A investigação envolveu 23 cientistas de sete instituições nacionais e analisou a decomposição de folhas e madeira em 37 ribeiros do continente e da Madeira, além de uma revisão de 61 estudos anteriores sobre o tema.

Segundo os autores, a avaliação oficial da saúde dos rios baseia-se quase exclusivamente em indicadores estruturais, como a qualidade da água ou a composição das comunidades aquáticas, ignorando a integridade funcional dos ecossistemas — isto é, a forma como estes funcionam.

“Mesmo entre ribeiros praticamente intactos, observamos grande variabilidade nas taxas de decomposição”, explica Verónica Ferreira, coordenadora do estudo, citada em comunicado. “Só conhecendo as taxas naturais de decomposição é possível identificar perturbações antes de serem visíveis nas comunidades aquáticas.”
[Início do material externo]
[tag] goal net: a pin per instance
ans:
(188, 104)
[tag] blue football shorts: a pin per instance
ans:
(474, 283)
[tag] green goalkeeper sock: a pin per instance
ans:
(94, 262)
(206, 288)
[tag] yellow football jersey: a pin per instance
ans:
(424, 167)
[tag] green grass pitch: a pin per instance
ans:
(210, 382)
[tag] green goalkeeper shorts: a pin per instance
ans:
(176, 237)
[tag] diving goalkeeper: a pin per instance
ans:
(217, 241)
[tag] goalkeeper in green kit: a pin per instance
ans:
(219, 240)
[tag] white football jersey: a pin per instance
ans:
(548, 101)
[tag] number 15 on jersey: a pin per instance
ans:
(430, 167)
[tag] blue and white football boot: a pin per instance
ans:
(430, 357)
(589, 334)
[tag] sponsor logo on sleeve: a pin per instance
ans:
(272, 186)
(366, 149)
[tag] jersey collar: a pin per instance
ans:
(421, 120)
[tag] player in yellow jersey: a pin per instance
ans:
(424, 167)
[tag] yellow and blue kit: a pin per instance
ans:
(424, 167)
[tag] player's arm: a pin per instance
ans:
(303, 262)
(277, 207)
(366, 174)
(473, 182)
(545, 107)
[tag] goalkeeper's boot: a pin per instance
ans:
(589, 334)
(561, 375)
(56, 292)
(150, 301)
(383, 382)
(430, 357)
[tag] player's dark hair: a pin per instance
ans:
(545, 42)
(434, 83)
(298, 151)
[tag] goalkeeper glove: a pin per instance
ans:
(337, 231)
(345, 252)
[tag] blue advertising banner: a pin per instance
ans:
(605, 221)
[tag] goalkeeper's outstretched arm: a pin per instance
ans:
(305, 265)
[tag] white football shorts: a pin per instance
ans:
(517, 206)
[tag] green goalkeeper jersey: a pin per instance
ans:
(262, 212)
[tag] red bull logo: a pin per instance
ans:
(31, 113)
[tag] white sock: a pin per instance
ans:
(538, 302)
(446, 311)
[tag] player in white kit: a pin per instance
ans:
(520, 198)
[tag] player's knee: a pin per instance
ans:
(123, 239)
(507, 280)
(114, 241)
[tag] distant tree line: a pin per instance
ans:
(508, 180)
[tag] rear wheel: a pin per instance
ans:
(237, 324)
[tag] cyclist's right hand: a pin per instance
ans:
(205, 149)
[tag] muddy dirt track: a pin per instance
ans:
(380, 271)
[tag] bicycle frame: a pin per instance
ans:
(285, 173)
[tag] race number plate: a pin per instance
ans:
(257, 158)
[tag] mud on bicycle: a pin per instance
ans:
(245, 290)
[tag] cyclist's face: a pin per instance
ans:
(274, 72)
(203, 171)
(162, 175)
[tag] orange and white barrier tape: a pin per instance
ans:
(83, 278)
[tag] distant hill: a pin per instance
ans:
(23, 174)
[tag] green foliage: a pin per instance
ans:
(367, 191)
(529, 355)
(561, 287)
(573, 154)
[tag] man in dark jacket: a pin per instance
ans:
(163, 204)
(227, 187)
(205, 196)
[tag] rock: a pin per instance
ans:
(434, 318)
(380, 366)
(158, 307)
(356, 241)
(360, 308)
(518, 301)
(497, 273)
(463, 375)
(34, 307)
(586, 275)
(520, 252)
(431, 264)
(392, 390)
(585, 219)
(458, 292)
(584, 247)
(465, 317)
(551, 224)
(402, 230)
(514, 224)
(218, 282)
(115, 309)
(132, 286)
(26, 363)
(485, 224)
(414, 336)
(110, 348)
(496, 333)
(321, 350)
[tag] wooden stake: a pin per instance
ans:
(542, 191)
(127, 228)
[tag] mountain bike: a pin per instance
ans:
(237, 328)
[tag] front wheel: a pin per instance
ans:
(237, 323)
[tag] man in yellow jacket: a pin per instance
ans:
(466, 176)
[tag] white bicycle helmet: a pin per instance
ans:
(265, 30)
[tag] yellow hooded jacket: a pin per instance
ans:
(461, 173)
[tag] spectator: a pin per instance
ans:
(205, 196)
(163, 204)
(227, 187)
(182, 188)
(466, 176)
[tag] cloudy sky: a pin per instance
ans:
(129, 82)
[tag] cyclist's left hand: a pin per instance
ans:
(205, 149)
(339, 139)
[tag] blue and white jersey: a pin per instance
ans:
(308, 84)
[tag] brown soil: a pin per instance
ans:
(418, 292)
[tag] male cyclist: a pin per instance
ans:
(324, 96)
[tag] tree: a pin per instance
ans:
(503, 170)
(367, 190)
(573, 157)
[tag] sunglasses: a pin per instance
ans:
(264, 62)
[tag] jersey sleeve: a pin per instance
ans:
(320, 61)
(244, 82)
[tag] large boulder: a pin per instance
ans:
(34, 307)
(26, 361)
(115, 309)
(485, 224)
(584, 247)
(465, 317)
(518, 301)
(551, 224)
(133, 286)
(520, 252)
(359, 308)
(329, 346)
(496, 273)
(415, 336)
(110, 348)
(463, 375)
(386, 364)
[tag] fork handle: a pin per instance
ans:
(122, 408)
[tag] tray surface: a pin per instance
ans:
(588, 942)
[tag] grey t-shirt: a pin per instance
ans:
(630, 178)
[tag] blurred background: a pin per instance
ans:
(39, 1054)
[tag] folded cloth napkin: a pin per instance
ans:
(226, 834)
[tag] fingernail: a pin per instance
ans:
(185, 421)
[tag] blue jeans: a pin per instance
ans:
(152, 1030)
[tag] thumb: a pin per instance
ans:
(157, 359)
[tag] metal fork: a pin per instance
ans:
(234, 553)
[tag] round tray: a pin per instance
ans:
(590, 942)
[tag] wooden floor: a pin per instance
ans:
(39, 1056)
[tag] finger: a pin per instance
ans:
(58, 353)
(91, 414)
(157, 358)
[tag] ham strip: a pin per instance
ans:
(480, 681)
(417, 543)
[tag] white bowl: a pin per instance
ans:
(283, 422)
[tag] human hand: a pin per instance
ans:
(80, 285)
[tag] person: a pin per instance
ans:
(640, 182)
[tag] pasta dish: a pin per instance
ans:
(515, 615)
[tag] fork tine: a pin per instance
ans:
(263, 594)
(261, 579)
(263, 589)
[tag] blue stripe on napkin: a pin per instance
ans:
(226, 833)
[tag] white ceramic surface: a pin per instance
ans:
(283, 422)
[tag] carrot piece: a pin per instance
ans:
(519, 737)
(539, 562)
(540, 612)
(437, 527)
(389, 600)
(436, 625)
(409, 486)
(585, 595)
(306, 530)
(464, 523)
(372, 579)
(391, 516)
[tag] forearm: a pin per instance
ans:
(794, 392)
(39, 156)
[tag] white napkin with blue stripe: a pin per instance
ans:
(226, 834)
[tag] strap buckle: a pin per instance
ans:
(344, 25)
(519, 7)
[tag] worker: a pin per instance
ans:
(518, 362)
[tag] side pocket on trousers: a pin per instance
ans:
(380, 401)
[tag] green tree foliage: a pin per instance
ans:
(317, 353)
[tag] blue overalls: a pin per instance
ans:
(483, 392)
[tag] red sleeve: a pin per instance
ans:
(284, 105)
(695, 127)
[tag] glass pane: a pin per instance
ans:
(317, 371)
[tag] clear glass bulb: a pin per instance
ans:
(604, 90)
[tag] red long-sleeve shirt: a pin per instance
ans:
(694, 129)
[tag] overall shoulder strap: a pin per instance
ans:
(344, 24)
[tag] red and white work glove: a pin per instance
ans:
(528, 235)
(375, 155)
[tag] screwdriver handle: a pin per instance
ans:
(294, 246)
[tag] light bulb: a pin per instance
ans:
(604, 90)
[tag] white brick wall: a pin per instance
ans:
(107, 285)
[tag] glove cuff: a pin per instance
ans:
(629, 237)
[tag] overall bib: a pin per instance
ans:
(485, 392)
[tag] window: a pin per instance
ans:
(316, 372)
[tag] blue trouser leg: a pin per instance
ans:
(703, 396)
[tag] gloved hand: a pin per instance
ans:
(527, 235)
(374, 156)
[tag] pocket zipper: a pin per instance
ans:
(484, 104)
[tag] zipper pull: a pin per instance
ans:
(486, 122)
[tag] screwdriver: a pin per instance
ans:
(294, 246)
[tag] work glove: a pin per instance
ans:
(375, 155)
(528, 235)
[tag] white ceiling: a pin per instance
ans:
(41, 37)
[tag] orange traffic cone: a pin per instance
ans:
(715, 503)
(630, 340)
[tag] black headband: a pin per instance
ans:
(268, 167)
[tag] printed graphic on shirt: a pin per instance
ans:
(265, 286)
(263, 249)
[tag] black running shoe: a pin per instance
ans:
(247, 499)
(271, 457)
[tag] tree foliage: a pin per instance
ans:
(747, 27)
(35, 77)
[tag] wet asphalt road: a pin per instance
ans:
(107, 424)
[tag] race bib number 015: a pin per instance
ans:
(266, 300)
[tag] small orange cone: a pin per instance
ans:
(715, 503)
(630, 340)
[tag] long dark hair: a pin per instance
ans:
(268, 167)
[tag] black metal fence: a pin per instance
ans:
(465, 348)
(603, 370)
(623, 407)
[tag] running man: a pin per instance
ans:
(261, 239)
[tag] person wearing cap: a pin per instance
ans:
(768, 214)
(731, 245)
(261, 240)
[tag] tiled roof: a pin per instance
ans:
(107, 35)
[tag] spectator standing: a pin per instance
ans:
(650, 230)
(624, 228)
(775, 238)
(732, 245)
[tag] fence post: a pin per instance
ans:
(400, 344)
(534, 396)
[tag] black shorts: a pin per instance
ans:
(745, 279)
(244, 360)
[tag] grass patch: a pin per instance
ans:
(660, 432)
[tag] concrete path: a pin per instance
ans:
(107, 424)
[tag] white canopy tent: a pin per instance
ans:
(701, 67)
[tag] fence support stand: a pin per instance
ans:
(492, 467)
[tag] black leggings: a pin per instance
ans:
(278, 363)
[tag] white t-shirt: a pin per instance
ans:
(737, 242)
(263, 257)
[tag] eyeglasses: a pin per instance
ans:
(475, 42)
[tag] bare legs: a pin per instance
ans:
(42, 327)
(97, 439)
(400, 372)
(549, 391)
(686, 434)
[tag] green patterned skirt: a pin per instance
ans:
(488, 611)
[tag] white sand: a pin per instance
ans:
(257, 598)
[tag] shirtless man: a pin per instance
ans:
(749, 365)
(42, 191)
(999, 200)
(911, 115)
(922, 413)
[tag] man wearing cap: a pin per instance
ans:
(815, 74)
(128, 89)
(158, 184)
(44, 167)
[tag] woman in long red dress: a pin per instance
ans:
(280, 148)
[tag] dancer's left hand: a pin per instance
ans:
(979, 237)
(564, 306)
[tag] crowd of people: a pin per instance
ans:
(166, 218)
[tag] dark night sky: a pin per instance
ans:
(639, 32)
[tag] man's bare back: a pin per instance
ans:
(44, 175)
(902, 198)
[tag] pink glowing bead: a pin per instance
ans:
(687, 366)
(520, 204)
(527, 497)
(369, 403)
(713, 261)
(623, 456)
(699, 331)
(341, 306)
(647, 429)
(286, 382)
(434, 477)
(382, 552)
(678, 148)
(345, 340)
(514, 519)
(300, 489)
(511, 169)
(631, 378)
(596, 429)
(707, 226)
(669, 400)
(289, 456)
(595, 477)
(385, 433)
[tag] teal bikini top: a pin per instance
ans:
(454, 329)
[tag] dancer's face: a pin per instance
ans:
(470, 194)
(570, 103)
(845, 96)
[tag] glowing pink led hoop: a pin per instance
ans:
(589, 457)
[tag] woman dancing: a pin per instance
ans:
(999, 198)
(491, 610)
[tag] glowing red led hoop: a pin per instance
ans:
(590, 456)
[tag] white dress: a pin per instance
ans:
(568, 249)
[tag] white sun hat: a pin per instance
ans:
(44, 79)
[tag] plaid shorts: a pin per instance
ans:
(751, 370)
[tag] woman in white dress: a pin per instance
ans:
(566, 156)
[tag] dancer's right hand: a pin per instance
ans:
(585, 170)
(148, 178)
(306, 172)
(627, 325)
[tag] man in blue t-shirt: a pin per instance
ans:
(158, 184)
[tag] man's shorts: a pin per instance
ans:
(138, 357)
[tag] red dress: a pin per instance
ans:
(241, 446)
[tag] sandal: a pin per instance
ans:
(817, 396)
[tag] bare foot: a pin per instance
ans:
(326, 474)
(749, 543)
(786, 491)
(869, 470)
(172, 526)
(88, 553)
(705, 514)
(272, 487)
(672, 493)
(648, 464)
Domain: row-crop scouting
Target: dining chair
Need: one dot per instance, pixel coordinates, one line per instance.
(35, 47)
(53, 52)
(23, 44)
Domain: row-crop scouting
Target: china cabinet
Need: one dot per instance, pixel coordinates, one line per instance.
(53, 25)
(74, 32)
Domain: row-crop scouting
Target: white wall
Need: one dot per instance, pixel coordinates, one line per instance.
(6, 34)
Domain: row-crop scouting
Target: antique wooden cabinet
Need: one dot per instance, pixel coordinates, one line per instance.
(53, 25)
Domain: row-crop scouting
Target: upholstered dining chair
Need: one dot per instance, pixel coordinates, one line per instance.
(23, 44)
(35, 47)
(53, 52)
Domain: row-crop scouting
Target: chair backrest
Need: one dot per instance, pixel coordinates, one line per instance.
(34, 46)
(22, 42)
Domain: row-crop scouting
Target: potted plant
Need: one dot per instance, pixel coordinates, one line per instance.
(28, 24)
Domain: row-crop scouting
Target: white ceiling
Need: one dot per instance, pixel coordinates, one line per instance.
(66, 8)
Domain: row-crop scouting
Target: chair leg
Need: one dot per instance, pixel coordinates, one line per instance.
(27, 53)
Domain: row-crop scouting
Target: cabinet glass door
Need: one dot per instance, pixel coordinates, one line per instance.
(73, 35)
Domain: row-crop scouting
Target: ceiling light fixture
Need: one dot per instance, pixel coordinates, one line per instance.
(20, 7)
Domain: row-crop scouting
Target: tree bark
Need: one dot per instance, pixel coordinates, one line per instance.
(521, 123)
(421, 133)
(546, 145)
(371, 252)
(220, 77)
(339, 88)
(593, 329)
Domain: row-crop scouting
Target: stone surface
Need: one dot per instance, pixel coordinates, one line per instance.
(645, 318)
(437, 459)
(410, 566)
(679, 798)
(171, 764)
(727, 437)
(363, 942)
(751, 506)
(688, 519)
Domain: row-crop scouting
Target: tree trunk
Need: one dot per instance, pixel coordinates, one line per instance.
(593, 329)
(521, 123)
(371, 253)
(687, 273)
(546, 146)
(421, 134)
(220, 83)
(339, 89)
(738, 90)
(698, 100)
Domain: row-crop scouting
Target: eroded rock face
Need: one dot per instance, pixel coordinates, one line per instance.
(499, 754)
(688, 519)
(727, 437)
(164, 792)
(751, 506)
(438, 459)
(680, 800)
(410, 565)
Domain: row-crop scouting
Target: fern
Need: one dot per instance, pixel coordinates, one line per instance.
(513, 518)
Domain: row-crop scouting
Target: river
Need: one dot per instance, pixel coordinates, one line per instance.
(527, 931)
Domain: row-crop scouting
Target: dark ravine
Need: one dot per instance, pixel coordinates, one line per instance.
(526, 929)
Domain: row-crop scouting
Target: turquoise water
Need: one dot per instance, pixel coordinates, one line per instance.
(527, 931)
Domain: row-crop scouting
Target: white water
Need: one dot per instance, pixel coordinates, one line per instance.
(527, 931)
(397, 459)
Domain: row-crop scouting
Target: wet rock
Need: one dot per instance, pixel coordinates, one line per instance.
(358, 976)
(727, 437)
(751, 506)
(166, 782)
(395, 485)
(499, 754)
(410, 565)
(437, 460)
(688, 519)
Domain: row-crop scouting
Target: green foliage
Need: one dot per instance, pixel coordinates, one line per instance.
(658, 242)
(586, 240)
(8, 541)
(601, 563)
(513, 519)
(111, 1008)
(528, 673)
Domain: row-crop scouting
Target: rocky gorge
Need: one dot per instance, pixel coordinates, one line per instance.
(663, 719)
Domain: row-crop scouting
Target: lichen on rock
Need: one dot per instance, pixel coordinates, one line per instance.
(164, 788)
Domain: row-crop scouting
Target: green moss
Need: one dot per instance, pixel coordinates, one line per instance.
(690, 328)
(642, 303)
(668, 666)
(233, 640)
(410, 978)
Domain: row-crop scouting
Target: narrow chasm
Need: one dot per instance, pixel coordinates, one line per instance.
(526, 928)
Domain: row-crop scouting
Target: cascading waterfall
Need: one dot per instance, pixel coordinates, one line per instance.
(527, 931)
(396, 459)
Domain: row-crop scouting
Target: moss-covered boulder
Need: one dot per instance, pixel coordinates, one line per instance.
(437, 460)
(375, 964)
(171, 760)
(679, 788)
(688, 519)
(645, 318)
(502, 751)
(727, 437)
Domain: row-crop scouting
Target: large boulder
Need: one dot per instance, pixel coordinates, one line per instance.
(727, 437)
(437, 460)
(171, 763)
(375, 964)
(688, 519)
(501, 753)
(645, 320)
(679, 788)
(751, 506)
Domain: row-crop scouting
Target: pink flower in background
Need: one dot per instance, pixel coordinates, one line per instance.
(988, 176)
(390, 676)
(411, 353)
A equipa concluiu que a velocidade de decomposição da matéria vegetal depende de vários fatores, como o tipo de detrito, a presença de macroinvertebrados, a temperatura da água, o regime hidrológico, a estação do ano e a composição química da água.

Os investigadores destacam ainda que ribeiros permanentes e intermitentes apresentam dinâmicas distintas, refletindo diferenças na disponibilidade de água e na atividade biológica ao longo do ano.

Perante estes resultados, os autores defendem a padronização dos métodos de medição das taxas de decomposição como ferramenta robusta para avaliação funcional e comparação entre ecossistemas.

A integração de indicadores funcionais permitirá uma avaliação mais completa e realista da saúde dos rios”, concluem os investigadores.